企業のAI支出、8月に伸び鈍化——値下げ競争が導入コストを押し下げ
決済企業Rampの調査で、上位企業のAI支出が8月に前月比約10%減。トークン価格の下落が要因とみられ、AI導入のハードルは下がりつつある。
決済・経費管理サービスを手がけるRampが7万社の顧客データを分析したところ、AI活用に最も積極的な上位1%の企業で、8月の従業員1人あたりのAI支出が前月比約10%減の月額7,205ドルとなったことが分かった。背景にあるのはモデル価格competition(競争)によるトークンコストの下落で、企業にとってはAI導入の敷居が下がっている状況だ。
何が起きたか
Rampのデータによると、AI関連トークンの平均コストは1億トークンあたり0.68ドルまで低下した。3月のピーク時は1.15ドルだったため、半年で4割以上安くなった計算になる。OpenAIとAnthropicが相次いで値下げを実施した結果、顧客企業がより低コストな旧世代モデルへ切り替える動きが進んでいるとみられる。

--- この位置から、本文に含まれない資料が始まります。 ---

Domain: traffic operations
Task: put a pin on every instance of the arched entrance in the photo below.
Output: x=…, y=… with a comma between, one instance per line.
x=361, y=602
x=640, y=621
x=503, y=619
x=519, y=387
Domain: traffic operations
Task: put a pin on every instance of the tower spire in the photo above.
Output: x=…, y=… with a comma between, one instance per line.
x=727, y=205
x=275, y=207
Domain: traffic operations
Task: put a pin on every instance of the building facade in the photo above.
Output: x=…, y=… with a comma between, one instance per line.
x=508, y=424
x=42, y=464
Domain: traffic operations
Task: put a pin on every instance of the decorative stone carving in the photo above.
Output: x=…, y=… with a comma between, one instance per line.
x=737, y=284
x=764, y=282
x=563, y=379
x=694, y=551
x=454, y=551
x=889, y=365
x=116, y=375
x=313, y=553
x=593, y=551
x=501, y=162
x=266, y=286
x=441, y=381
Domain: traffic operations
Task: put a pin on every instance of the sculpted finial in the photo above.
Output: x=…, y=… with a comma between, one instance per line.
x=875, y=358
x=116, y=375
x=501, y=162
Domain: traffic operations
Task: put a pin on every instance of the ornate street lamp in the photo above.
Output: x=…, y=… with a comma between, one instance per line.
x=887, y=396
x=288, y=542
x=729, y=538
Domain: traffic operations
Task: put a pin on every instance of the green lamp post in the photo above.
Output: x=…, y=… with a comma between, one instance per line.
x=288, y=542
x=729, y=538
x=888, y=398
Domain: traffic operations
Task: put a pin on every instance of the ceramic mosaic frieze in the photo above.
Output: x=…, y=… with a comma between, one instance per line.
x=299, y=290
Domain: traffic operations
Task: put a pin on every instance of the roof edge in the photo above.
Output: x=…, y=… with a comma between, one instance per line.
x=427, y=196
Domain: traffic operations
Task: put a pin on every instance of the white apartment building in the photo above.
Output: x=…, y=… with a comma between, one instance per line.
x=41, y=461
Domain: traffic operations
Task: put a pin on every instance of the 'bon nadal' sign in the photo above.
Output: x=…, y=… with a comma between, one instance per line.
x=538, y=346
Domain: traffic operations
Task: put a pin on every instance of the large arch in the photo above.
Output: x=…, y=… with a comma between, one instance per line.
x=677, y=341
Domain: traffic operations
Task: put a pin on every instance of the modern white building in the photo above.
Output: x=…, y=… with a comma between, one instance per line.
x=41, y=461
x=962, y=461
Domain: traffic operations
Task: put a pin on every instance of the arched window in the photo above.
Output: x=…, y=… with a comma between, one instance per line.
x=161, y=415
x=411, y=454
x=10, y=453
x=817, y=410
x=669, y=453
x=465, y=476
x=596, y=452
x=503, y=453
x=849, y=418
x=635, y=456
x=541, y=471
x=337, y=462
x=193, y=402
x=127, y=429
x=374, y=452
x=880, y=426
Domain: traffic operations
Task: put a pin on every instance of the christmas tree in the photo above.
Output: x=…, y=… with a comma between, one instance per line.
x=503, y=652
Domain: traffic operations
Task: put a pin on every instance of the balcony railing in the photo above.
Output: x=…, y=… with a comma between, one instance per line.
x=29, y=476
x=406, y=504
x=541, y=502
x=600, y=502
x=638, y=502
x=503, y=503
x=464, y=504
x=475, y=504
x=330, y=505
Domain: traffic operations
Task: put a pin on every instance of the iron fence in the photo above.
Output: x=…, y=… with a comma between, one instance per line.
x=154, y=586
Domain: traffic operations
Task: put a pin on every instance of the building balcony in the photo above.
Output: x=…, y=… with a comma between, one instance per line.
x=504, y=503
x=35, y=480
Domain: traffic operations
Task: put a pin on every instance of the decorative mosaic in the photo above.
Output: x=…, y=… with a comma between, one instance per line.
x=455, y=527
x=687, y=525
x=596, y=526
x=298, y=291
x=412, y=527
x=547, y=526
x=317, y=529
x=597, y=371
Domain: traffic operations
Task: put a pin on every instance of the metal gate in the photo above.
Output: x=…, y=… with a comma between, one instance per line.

Ramp顧客のうち8月にAI製品へ支出した企業の割合は56%で、依然として過半数を占める。ただし全米規模で見ると状況は異なり、米国勢調査局の調査ではAI採用率はわずか22%にとどまっている。AIに支出する企業のうち、オープンウェイトモデルを利用しているのは6.4%のみだった。
トークン単価の下落が意味すること
Rampのエコノミストは、「競争がAIをより利用しやすくし、企業の支出を削減している」と分析する。値下げそのものは市場全体のAI利用を広げる要因になり得る一方、巨額のインフラ投資を続けるハイパースケーラー側からすると、投資回収のシナリオが崩れかねない懸念材料でもある。
上位1%企業の支出減は、成長の踊り場なのか、それとも本格的な調整局面の始まりなのかは現時点で判断が分かれる。8月は多くの企業で夏季休暇シーズンにあたり、一時的な鈍化という見方もできるためだ。
読者への影響
AI導入を検討する企業にとっては、トークン単価の継続的な下落は朗報だ。従来なら高コストで見送っていた用途にも、より手頃な価格でAIを組み込める余地が広がっている。一方で、投資家やAI企業の経営陣にとっては、支出の伸び鈍化が今後の収益モデルにどう影響するか、次の四半期のデータが注視材料になりそうだ。